July 4, 2019 (Original Post)
The day after the 2019 NBA Draft, both Zion Williamson and the New Orleans Pelicans filed trademark applications for “Let’s Dance.”
Zion Williamson filed four separate applications. The applications filed by Zion indicate that the top pick in this year’s NBA draft has an intent to offer “computer games, video games, mobile applications, bags, luggage, a clothing brand, and toys” under the “Let’s Dance” trademark. On the other hand, The Pelicans filed two applications. The Pelicans filings covered items such as basketball games, basketball camps, and, a clothing brand.
Ultimately, the New Orleans Pelicans beat Zion Williamson to the trademark office by a few hours. The Pelicans’ filings were made around 3:30PM on Friday, June 21st, while Zion’s applications were filed around 8:30PM on the same day. When it comes to trademarks, the person or entity that files first gets the federal priority on the trademark. In this case, by beating Zion Williamson to the trademark office by about five hours, in theory, the New Orleans Pelicans have the priority on the “Let’s Dance” trademark. Assuming the Pelicans’ applications are approved, this will cause the denial of Williamson’s applications.

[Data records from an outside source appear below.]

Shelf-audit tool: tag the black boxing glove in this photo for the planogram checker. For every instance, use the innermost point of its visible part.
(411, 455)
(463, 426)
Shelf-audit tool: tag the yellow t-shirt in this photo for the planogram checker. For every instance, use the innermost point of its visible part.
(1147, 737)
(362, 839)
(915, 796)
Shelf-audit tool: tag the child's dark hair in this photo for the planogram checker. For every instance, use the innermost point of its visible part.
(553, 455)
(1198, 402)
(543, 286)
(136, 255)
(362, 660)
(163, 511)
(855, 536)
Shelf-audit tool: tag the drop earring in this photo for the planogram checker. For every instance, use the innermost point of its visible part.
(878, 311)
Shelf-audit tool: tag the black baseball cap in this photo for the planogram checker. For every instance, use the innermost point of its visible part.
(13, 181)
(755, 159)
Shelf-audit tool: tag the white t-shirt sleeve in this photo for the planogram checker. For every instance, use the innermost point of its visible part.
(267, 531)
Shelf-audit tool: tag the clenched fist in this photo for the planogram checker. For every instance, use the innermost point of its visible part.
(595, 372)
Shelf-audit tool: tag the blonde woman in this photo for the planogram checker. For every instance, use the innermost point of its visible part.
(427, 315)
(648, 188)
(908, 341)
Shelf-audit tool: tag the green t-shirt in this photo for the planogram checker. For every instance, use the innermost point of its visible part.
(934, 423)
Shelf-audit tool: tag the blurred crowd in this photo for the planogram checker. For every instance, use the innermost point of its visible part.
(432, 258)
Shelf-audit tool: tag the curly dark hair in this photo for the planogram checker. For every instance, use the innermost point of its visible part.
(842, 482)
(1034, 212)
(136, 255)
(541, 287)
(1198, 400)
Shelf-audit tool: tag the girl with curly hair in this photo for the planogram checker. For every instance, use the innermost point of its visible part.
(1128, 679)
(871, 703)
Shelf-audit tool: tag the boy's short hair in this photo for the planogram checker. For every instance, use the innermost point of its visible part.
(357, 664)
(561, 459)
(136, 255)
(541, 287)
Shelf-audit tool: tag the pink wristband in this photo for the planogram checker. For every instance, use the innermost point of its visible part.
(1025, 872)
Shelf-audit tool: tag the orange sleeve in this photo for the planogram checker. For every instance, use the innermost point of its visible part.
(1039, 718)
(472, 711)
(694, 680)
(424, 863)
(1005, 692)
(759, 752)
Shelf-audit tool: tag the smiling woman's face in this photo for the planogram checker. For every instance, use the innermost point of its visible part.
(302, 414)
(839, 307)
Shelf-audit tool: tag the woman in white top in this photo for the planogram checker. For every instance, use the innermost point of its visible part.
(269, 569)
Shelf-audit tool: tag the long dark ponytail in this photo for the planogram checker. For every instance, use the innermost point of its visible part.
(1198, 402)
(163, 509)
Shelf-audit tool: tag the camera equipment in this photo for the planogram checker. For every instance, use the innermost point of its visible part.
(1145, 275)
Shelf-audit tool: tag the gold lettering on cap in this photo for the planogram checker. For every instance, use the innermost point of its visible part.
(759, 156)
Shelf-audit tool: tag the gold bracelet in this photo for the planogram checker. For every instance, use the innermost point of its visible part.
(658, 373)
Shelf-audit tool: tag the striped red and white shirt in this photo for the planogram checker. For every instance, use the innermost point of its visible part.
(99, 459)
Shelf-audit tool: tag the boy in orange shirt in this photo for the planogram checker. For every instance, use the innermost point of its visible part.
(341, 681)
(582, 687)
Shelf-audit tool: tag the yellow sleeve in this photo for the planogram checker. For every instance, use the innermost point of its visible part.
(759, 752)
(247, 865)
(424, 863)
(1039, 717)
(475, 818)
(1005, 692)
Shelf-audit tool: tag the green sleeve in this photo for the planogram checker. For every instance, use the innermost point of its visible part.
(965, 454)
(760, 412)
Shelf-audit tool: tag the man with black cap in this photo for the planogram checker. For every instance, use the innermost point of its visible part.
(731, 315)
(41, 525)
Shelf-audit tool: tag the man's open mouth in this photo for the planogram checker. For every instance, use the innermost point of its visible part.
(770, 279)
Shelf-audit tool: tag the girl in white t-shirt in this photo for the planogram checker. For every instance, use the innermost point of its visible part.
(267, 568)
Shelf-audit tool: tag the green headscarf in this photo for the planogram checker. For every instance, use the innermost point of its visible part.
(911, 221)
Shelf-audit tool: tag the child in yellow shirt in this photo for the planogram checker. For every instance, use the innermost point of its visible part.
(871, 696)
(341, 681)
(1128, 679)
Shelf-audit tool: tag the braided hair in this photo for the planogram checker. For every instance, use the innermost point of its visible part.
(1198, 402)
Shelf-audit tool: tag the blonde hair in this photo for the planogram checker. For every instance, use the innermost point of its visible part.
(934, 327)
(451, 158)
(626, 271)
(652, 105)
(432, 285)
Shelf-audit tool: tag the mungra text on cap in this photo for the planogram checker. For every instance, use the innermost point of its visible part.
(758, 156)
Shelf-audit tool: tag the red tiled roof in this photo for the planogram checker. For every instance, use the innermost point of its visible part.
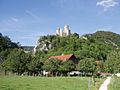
(62, 57)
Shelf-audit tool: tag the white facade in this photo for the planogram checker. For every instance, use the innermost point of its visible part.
(65, 32)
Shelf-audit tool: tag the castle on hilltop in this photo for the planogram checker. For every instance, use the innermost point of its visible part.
(65, 32)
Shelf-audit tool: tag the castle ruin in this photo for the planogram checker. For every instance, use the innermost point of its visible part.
(65, 32)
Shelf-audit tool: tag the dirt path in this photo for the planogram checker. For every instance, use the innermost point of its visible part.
(105, 84)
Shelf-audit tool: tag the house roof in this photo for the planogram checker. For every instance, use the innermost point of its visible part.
(62, 57)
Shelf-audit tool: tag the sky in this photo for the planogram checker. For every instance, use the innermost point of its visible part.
(25, 21)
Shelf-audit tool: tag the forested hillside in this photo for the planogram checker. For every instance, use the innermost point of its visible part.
(97, 52)
(96, 45)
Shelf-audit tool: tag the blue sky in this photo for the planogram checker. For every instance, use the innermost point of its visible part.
(25, 21)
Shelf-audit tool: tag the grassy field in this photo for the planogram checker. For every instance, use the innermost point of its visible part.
(115, 83)
(45, 83)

This very much appears to be a case of the left hand not knowing what the right hand is doing. It would be very unlikely that a team that just drafted Zion Williamson, as the number one pick in the 2019 draft, would want a trademark dispute with their new superstar. It would be surprising if there was not an amicable resolution to who owned the trademark. Nevertheless, it is highly ironic that they both decided they were going to file trademark applications for “Let’s Dance” the day after the NBA draft.
July 18, 2019 (UPDATE):
New Orleans Pelicans withdrawal trademark filings for LET’S DANCE, clearing the way for Zion Williamson’s filings.
On July 15, the New Orleans Pelicans filed to withdraw the two trademark applications they filed for “Let’s Dance,” to, presumably, clear the way for Zion Williamson to own the phrase himself. Williamson, on the other hand, has gone on to file ten additional applications for the phrase, leaving him with 13 applications in total. The filings cover things such as promoting basketball tournaments, beverages, clothing, bath linens, glassware, and more.